Nadie—la Virgen Inmaculada lo reveló a Santa Brígida—, a no ser que esté ya condenado, invoca este nombre con intención de dejar el pecado, sin que el demonio huya inmediatamente, y si, como dice San Francisco de Sales, un pajarillo, al pronunciar el nombre de María que aprendió a repetir en un monasterio, fue dejado en libertad por un gavilán que lo tenía ya en sus garras para despedazarlo. Nadie podrá contar jamás las almas que la Madre de Dios ha devuelto a la vida divina. Es imposible, dice San Ignacio Mártir, que se salve un pecador si no es por el auxilio de María. Nueva Ruth, añade San Buenaventura, recoge las espigas que han escapado a la solicitud de los segadores, es decir, las almas que han permanecido rebeldes a todos los demás llamamientos de la gracia, y las reúne y las coloca en el granero del Padre de familia. Un autor piadoso exclama: ¡Cómo voy a desesperarme, María, por muy grandes que sean mis crímenes, si sois Madre de todos pero especialmente de los pecadores.

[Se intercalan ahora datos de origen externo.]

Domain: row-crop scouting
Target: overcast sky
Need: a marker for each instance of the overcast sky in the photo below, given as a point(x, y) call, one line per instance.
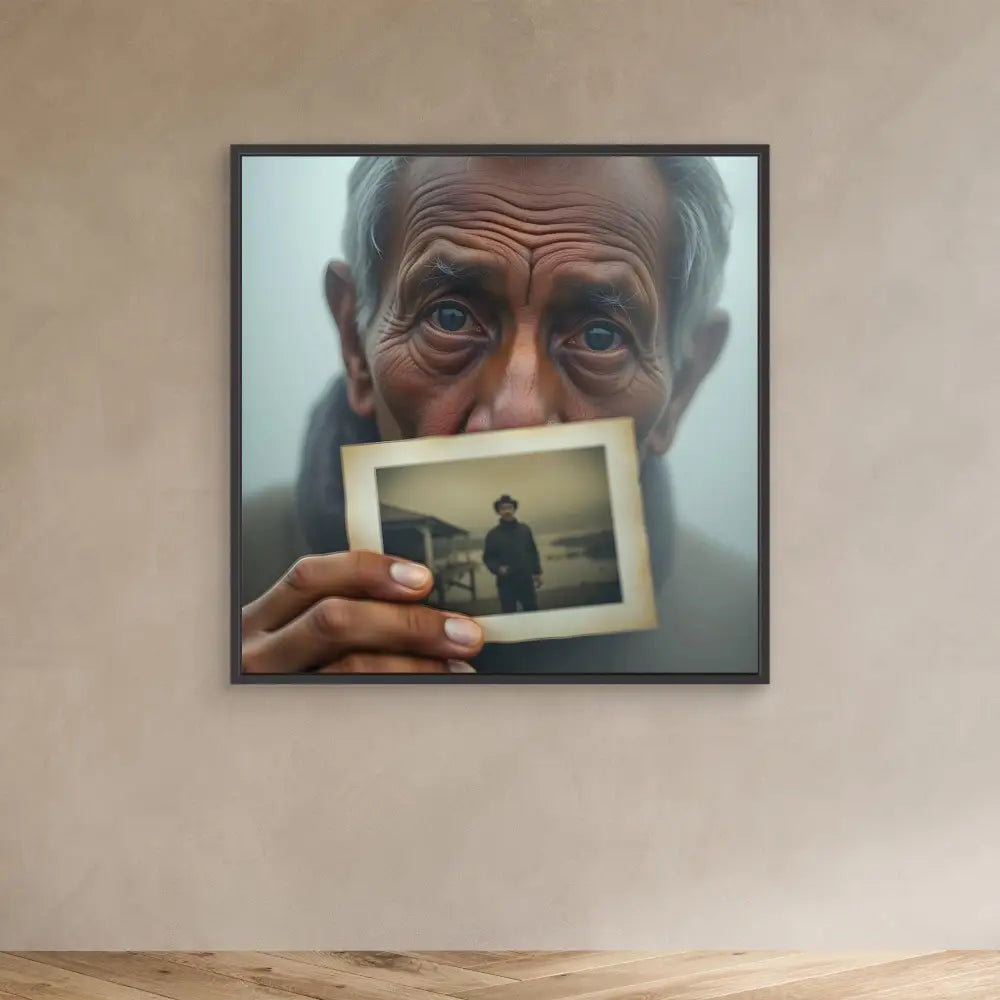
point(556, 491)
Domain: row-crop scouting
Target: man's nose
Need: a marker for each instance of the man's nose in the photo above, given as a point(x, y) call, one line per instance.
point(518, 387)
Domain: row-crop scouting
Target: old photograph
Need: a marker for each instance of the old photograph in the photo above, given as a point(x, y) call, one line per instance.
point(519, 528)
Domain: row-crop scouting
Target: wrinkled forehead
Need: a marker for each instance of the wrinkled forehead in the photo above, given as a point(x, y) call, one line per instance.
point(614, 199)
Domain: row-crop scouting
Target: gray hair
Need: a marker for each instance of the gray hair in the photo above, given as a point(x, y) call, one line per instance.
point(697, 258)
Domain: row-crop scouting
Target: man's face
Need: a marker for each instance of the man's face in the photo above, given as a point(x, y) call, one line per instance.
point(519, 292)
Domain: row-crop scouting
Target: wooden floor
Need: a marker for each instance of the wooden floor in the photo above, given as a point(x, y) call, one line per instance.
point(500, 975)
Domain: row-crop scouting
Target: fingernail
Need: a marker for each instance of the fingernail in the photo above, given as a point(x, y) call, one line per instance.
point(462, 632)
point(410, 575)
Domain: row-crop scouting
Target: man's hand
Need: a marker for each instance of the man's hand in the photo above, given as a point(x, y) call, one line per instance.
point(354, 613)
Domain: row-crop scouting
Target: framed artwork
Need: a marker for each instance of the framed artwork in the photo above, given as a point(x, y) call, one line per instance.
point(499, 414)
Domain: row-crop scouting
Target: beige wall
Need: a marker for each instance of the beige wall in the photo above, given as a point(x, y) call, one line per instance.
point(145, 803)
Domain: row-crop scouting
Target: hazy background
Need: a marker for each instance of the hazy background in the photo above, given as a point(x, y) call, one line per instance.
point(293, 211)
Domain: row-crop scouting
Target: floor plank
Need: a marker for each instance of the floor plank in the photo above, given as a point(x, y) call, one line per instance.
point(627, 974)
point(703, 975)
point(396, 967)
point(941, 976)
point(755, 975)
point(472, 959)
point(33, 980)
point(305, 979)
point(155, 974)
point(687, 976)
point(557, 963)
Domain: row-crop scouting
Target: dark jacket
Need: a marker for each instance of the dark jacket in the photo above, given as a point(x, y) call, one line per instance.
point(511, 544)
point(707, 595)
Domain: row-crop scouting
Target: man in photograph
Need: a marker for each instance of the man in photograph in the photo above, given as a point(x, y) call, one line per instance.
point(481, 293)
point(511, 555)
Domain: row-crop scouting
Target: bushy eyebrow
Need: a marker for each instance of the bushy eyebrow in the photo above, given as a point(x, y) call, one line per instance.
point(440, 271)
point(619, 298)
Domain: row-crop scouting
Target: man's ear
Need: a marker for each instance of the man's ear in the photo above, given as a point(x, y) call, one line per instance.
point(341, 297)
point(707, 344)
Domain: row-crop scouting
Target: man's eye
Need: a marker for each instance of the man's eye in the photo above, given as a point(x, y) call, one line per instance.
point(602, 337)
point(450, 316)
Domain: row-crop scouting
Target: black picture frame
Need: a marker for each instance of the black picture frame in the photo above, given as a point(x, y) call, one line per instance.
point(238, 152)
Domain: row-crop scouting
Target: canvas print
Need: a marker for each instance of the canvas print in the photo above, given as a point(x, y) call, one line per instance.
point(499, 413)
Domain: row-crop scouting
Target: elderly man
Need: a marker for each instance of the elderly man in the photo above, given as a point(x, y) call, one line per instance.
point(481, 293)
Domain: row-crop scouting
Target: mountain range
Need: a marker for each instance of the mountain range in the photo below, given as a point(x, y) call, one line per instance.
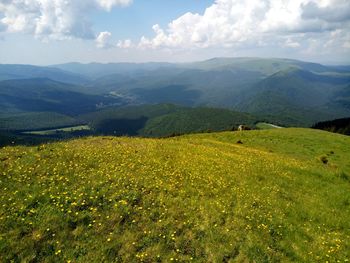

En la conversión de cada pecador, cuando vuelve a nacer a la gracia, en la renovación de su filiación divina por su reincorporación al Salvador, en la hora en que es vivificado en Cristo (Efes 2), el Padre celestial le dice: Tú eres mi hijo, yo te he engendrado hoy (Salm 2), el Angel de la guarda de este dichoso convertido puede, mostrándolo a María, saludarla con las palabras de Santa Isabel: Bendito es el fruto de tu vientre, porque de verdad es fruto de su vientre. Ella es tan Madre de los miembros, como lo es de la Cabeza del cuerpo místico de la Iglesia; ni un solo justo se forma sin que sea engendrado a la vida divina por la nueva Eva, verdadera Madre de todos los vivientes.